Materials and methods: 1378 patients were examined. Of these, 158 patients were operated on in 2019 for nodular (n = 70) or mixed non-toxic (n = 31), diffuse toxic (n = 22), mixed toxic (n = 6), toxic nodular goiter (n = 15), as well as patients with autoimmune thyroiditis (AT) (n = 7) and patients with primary hyperparathyroidism simultaneously with the presence of thyroid nodules or with diffuse toxic goiter (n = 7). Ultrasound diagnostics using the ACR TIRADS system and a fine-needle aspiration biopsy (FNA) followed by a cytological evaluation using the Bethesda system were used for their preoperative evaluation. During the operation, express diagnostics of the remoted nodes was performed. Subsequently, after the final histology, the data of cytology and express diagnostics and preoperative node evaluation were compared according to the results of ultrasound using the ACR TIRADS system.

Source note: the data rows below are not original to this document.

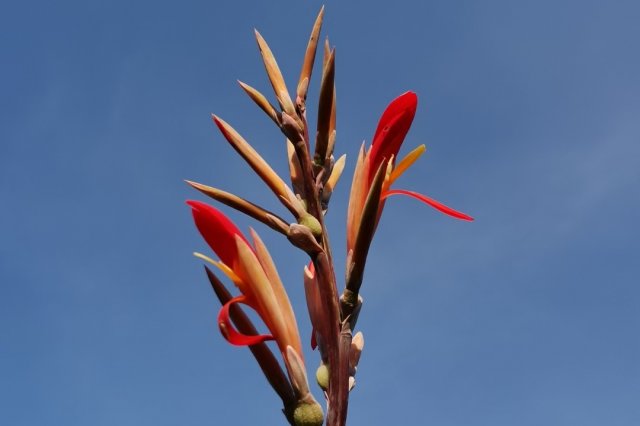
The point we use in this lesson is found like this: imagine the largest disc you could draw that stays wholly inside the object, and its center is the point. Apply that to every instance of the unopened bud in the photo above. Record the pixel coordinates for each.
(308, 414)
(312, 223)
(322, 376)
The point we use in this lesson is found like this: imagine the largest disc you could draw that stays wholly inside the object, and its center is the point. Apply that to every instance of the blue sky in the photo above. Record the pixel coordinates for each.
(529, 111)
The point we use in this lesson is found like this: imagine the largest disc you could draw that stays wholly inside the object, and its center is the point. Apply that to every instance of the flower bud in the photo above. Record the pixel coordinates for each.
(322, 376)
(312, 223)
(308, 414)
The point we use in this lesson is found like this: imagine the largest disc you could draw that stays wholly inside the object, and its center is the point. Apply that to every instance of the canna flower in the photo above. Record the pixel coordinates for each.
(387, 140)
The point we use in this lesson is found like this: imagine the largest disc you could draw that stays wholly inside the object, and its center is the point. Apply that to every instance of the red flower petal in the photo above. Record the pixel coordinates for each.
(229, 331)
(433, 203)
(217, 230)
(392, 129)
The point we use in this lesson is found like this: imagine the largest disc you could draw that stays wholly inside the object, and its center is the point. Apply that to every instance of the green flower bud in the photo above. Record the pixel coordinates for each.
(322, 376)
(308, 414)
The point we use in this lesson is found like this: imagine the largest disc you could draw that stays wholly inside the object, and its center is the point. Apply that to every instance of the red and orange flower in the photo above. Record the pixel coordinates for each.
(387, 140)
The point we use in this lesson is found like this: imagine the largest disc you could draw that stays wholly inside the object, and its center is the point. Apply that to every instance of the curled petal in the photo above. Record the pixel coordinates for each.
(433, 203)
(231, 334)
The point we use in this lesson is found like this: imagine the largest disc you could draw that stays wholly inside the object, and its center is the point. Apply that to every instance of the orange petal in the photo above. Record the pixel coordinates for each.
(230, 333)
(433, 203)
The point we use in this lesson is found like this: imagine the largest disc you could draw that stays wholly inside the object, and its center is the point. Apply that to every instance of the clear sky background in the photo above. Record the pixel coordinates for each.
(531, 116)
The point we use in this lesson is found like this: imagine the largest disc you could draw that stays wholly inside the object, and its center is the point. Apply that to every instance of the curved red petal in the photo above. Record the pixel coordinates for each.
(217, 230)
(314, 342)
(392, 129)
(433, 203)
(229, 331)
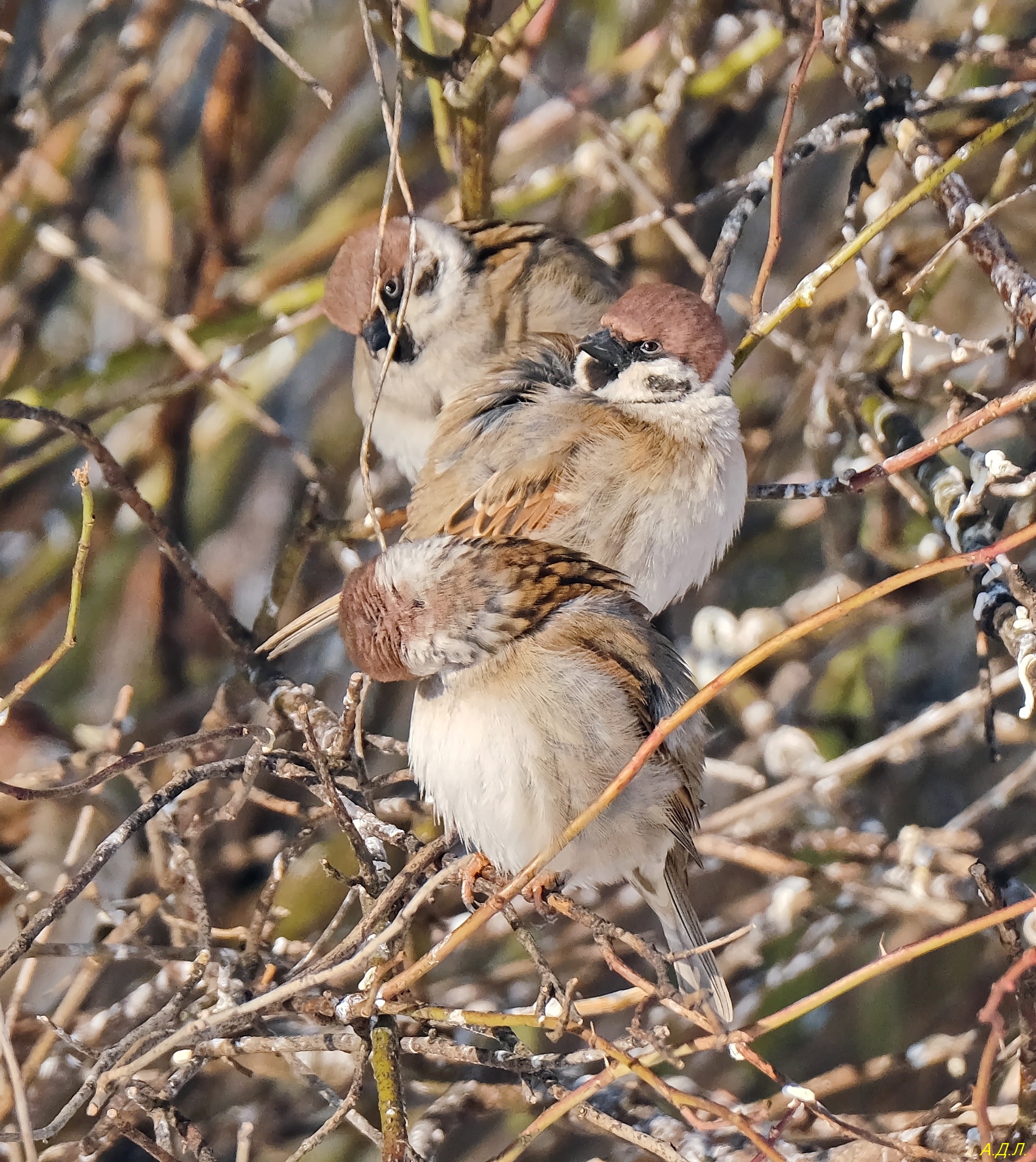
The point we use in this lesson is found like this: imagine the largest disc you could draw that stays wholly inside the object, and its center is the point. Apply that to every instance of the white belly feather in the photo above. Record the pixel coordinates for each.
(475, 739)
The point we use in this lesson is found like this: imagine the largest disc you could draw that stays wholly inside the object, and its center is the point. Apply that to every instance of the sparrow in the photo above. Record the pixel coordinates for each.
(625, 447)
(475, 290)
(539, 676)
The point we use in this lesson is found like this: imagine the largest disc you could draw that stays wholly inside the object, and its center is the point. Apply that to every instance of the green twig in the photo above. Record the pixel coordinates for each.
(713, 82)
(804, 293)
(440, 114)
(504, 41)
(82, 477)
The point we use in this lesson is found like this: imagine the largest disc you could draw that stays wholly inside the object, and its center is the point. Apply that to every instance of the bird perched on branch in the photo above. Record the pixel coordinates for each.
(539, 678)
(473, 291)
(625, 447)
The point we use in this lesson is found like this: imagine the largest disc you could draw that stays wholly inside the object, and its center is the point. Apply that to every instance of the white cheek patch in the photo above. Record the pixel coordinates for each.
(634, 384)
(723, 373)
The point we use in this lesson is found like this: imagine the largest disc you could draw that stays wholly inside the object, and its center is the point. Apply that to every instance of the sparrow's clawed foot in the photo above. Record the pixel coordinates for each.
(539, 888)
(476, 865)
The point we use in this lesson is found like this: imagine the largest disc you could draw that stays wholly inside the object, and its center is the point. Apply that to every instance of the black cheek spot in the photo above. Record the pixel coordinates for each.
(427, 279)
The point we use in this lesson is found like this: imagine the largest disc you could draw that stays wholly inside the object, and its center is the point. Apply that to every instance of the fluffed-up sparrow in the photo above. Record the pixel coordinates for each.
(539, 678)
(476, 289)
(625, 447)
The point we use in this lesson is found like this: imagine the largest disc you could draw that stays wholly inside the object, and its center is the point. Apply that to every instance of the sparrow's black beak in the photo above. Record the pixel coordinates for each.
(607, 349)
(376, 334)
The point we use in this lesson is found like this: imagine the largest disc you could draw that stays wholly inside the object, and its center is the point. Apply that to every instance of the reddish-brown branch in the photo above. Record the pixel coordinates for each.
(991, 1016)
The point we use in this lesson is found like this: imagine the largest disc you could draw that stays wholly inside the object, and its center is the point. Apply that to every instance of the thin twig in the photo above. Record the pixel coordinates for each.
(242, 14)
(806, 291)
(235, 634)
(18, 1088)
(777, 186)
(910, 458)
(82, 477)
(385, 1064)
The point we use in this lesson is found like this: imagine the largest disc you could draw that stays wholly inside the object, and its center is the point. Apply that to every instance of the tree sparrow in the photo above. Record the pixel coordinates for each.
(539, 678)
(625, 447)
(476, 289)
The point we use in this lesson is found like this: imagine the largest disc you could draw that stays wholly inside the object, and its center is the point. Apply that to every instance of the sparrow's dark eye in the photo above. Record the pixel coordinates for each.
(391, 292)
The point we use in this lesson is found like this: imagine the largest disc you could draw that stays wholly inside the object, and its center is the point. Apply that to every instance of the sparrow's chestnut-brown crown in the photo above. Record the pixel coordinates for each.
(681, 322)
(348, 293)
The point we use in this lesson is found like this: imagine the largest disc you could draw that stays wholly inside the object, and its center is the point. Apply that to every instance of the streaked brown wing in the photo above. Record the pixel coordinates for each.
(512, 503)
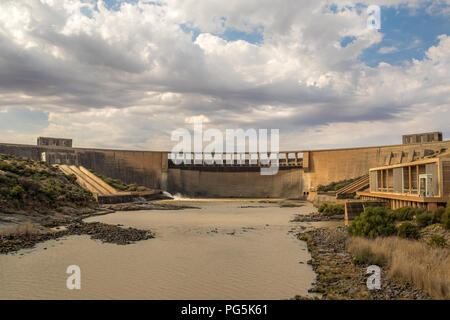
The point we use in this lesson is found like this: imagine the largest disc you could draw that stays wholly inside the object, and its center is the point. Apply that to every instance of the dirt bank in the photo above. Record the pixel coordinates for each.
(339, 278)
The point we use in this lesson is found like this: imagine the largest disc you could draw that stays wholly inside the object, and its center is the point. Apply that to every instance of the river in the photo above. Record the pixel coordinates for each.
(226, 249)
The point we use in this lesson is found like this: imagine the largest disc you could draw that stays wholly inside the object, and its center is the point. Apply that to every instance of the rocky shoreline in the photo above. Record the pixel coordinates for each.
(99, 231)
(338, 278)
(68, 221)
(316, 217)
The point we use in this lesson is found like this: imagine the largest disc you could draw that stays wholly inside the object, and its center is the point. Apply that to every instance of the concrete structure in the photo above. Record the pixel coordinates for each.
(423, 183)
(54, 142)
(301, 172)
(102, 191)
(422, 137)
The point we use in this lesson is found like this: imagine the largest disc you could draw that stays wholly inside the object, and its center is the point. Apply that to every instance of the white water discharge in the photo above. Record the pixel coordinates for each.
(231, 249)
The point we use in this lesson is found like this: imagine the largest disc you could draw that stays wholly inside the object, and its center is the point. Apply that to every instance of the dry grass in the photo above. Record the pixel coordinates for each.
(426, 267)
(24, 229)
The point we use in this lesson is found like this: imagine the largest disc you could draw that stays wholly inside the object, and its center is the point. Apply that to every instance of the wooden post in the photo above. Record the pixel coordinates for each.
(387, 180)
(410, 181)
(418, 180)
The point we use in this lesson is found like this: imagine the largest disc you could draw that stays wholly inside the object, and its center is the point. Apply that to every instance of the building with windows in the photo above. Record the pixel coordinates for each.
(423, 183)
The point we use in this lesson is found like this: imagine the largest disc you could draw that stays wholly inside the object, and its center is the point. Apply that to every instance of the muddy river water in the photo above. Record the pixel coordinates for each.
(226, 249)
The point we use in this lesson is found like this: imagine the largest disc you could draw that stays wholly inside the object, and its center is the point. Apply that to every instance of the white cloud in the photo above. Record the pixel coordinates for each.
(385, 50)
(127, 78)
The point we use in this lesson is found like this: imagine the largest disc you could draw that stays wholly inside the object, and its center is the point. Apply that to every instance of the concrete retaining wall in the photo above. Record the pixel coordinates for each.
(150, 169)
(144, 168)
(246, 184)
(326, 166)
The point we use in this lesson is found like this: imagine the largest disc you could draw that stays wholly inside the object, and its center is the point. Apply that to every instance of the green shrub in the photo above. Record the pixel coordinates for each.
(438, 241)
(72, 178)
(366, 257)
(406, 213)
(424, 219)
(445, 219)
(372, 223)
(17, 192)
(408, 230)
(437, 214)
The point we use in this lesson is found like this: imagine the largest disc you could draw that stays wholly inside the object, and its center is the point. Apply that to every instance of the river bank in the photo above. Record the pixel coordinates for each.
(221, 251)
(338, 278)
(21, 229)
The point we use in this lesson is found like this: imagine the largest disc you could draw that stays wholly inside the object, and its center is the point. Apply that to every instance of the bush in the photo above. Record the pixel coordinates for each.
(437, 214)
(438, 241)
(17, 192)
(408, 230)
(366, 257)
(331, 209)
(373, 222)
(445, 219)
(406, 213)
(424, 219)
(72, 178)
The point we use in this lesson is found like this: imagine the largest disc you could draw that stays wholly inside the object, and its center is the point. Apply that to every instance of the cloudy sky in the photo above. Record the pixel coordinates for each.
(125, 74)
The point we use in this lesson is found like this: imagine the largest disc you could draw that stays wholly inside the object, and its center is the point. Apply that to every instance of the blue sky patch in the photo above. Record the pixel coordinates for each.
(407, 34)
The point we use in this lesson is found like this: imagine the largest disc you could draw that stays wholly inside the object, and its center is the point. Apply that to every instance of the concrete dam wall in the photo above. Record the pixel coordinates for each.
(322, 167)
(235, 183)
(151, 169)
(144, 168)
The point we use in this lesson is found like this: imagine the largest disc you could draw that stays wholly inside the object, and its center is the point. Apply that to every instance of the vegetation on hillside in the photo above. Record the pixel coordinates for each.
(331, 209)
(28, 184)
(374, 241)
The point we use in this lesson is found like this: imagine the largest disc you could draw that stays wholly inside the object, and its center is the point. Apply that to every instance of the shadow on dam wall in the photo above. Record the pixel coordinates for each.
(230, 183)
(150, 169)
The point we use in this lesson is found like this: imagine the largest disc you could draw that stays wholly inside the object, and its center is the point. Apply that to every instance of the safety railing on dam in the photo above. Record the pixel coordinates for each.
(284, 159)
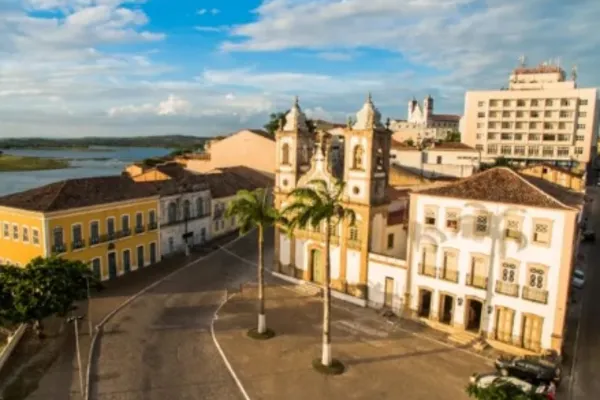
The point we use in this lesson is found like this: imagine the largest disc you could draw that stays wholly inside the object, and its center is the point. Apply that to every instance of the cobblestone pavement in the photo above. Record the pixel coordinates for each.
(382, 362)
(160, 347)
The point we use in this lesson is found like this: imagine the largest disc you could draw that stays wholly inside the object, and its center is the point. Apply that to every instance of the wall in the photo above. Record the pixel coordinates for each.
(498, 249)
(18, 251)
(66, 220)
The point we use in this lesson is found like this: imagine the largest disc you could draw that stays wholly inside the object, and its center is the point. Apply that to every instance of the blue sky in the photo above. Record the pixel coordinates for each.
(144, 67)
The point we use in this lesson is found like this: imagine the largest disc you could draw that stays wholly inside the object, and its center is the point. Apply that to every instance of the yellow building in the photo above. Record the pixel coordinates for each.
(110, 222)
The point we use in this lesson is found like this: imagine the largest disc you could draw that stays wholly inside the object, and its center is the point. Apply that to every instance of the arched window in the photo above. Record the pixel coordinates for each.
(357, 157)
(285, 153)
(172, 213)
(200, 206)
(186, 209)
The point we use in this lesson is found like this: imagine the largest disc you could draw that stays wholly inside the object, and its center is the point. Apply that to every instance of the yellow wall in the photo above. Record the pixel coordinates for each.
(88, 252)
(19, 251)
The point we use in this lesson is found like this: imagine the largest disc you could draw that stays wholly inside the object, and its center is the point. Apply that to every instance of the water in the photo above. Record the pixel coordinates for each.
(101, 162)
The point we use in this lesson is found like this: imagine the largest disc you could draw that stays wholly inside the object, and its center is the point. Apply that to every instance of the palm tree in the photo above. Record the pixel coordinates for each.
(253, 209)
(313, 205)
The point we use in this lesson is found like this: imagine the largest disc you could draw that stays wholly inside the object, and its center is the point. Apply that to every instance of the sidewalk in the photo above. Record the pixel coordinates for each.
(382, 361)
(47, 369)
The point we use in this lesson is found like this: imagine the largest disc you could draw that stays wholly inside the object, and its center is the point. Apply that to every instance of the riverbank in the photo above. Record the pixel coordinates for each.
(13, 163)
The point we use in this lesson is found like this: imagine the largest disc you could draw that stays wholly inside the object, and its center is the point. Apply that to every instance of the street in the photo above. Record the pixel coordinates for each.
(586, 381)
(160, 346)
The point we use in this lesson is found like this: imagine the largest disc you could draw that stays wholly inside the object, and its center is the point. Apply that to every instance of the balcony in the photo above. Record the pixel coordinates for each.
(77, 244)
(507, 288)
(477, 281)
(449, 275)
(59, 248)
(427, 270)
(535, 295)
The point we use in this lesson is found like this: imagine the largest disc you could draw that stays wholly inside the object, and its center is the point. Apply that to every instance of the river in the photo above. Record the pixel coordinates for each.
(84, 164)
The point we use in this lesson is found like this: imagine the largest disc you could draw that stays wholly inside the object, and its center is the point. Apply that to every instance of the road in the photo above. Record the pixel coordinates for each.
(586, 380)
(160, 346)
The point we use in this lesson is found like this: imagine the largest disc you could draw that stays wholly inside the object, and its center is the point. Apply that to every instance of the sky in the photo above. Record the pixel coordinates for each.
(72, 68)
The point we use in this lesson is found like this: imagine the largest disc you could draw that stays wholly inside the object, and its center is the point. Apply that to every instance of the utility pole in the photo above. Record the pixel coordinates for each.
(75, 320)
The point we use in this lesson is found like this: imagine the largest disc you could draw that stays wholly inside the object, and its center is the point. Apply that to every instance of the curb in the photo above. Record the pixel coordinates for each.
(99, 328)
(220, 350)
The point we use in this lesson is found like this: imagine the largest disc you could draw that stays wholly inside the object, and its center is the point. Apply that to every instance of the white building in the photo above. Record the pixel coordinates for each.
(493, 254)
(184, 215)
(367, 258)
(438, 160)
(422, 123)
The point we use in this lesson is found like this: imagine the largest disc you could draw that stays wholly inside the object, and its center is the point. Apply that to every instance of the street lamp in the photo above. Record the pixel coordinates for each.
(75, 320)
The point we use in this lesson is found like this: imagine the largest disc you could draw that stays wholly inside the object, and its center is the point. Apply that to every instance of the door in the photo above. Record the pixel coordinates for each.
(389, 292)
(140, 257)
(532, 332)
(112, 265)
(316, 264)
(127, 261)
(504, 324)
(152, 253)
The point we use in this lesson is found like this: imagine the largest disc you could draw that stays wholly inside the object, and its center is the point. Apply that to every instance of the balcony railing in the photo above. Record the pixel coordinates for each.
(427, 270)
(507, 288)
(478, 281)
(450, 275)
(534, 294)
(78, 244)
(59, 248)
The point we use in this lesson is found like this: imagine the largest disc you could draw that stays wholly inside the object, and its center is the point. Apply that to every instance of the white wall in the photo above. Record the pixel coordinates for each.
(494, 246)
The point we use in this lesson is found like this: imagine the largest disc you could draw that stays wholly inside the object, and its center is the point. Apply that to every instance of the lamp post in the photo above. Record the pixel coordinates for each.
(75, 320)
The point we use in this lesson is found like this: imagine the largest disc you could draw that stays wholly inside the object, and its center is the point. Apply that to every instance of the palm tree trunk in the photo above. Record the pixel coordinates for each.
(262, 319)
(326, 356)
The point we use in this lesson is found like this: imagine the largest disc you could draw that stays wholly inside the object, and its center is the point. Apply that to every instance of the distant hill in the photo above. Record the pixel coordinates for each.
(168, 141)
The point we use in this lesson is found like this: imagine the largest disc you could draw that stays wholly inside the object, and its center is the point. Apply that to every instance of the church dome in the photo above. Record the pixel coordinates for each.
(368, 117)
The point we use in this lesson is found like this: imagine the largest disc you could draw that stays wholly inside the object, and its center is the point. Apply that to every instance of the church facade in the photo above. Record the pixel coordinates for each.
(368, 258)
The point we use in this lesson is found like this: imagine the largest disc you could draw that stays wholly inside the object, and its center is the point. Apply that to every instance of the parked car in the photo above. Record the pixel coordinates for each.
(535, 369)
(578, 279)
(495, 379)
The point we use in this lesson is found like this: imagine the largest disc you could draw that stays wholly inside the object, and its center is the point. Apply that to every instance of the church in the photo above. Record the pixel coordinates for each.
(368, 259)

Results: Data obtained from the use of ACR TIRADS and Bethesda systems have been shown to be effective in detecting thyroid cancer. 90.5% of the thyroid cancer revealed by the final histology , were rated before the operation by ACR TIRADS classification in categories TIRADS -3, TIRADS-4, TIRADS -5, in 19%, 34%, 37.5% of cases, respectively. According to the results of the FNA, 69% of thyroid cancer was preoperatively assigned to the three Bethesda classification categories, as B-IV - 41%, B-V - 22%, B-VI -6%, respectively. The indications for the operation were cases of confirmed thyroid cancer (n = 3), suspected thyroid cancer (n = 81), toxic goiter (n = 43), primary hyperparathyroidism and the simultaneous presence of thyroid nodes or diffuse toxic goiter (n = 7) and the presence of symptoms compression and / or substernal growth of thyroid nodes (n = 24). 101 total and near-total thyroidectomies, 15 subtotal thyroidectomies, 25 hemistromectomies, 17 extended or economical thyroid lobe resections were performed. During express histological diagnosis, all 100% of thyroid cancer cases were assigned to categories B-IV, B-V, B-VI in 28%, 58% and 16% of cases, respectively. According to the results of the final histology, 32 cases of thyroid cancer were identified (13 papillary
carcinomas (41%), 8 (25%) follicular carcinomas, 10 (31%) follicular variant of papillary carcinomas, 1 (3%) undifferentiated carcinomas.
Conclusions: The use of ACR TIRADS and Bethesda systems in the preoperative assessment of thyroid nodules is effective in detecting malignant tumors. The use of the Bethesda system for the cytological evaluation of smear materials on glass from thyroid nodules after their resection during surgery is effective in detecting thyroid cancer and adjusting the volume of surgical intervention.